Dit is een quick-and-dirty tutorial waarmee je leert door je eerste GAE-app te maken. Vereisten zijn een basiskennis van Python en een idee over het Google App Engine-platform.
Stappen
-
1 Stel uw omgeving in. Download en installeer Python 2.7 voor uw platform, als u dat nog niet hebt gedaan (vanaf dit moment worden alleen de versies 2.5 en 2.7 ondersteund). Download en installeer vervolgens de GAE API vanaf hier. MSI-setups zijn beschikbaar voor Windows-platform. Voor Linux kun je gewoon unzippen in een lokale map zoals '~ / programs /'. Het zipbestand maakt een subdir genaamd 'google_appengine'. Praktisch gezien zijn de enige twee Python-scripts die je ooit nodig zult hebben om een GAE-app te ontwikkelen:
dev_appserver.py en appcfg.py
-
2 Registreer uw app op appspot.com.
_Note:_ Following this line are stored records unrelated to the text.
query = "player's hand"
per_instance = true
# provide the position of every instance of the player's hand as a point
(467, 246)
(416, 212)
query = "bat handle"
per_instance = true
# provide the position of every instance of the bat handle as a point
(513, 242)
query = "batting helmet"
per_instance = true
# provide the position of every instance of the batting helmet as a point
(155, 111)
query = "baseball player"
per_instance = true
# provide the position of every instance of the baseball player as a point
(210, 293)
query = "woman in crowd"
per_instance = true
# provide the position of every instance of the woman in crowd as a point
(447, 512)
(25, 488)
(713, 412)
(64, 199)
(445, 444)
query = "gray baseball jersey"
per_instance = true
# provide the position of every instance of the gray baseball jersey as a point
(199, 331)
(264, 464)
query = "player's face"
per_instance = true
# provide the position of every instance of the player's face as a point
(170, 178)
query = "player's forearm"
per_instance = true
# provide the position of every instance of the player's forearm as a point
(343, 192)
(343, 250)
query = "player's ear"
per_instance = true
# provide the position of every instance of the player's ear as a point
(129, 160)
Registreer uw subdomein op GAE door naar https://appengine.google.com te gaan. Zodra u uw app daar registreert, krijgt u een subdomein met de naam http://uw-app-id.appspot.com. Er zijn ook opties voor het omleiden van uw aangepaste domein, zoals www.mijndomein.com naar het subdomein van uw app.
-
3 Maak uw app op de lokale computer. Dit is net zo eenvoudig als het maken van een map op uw machine, zoals ~ / source / foo in linux of C: \ source \ foo in Windows. Maak vervolgens een tekstbestand met de naam app.yaml met de onderstaande inhoud in deze map.
#application: uw-app-id
#versie 1
#runtime: python27
#api_version: 1
#threadsafe: waar
#handlers:
# - url: /.*
#script: helloworld.application
Houd er rekening mee dat uw-app-ID de naam is die u net voor uzelf hebt geregistreerd, zorg ervoor dat deze correct is ingevoerd. versieparameter verwijst naar de versie van uw app, terwijl api_version de versie is van GAE SDK die wordt gebruikt om deze app uit te voeren. De regel, Äúscript: helloworld.application,Äù geeft aan dat deze wsgi-handler wordt aangeroepen voor uw app. -
4 Maak de wsgi-handler aan. Dit is net zo eenvoudig als het maken van een Python-bestand met de naam Äúhelloworld.py,Äù in dezelfde map als hierboven, en voeg hieronder inhoud toe.
#import webapp2
#class MainPage (webapp2.RequestHandler):
#def get (self):
# self.response.headers ['Content-Type'] = 'text / plain'
# self.response.write ('Hallo, Wereld!')
#application = webapp2.WSGIApplication ([
#('/', Hoofdpagina),
], debug = True)
-
5 Test je app. Als u uw app wilt testen, opent u uw terminal en wijzigt u de map in uw GAE-installatiemap (of voegt u de GAE-installatiemap toe aan uw omgevingsvariabele PATH / $ PATH om dit niet elke keer te doen) en typt u het onderstaande commando
python dev_appserver.py ~ / source / foo
OF op Windows:python dev_appserver.py C: \ source \ foo
-
6 Implementeer uw app. Wil je deze app hosten op GAE en het bekijken? Start gewoon uw terminal op zoals hierboven beschreven en voer deze opdracht uit:
python appcfg.py update ~ / source / foo
of op Windows:python appcfg.py update C: \ source \ foo
Test uw app: de bovenstaande opdracht zou uw app moeten hosten op uw appspot-subdomein (dit zal u vragen om uw Google-gebruikersnaam / wachtwoord voordat u dit doet). Zodra de app met succes is gehost, kunt u deze bekijken op http://your-app-id.appspot.com. -
7 Doe wat verder lezen. Nu u een werkende app heeft, kunt u de officiële referentie bezoeken om meer te lezen over:
- webapp2: het Python-webraamwerk dat wordt gebruikt om verzoeken af te handelen en antwoorden te genereren.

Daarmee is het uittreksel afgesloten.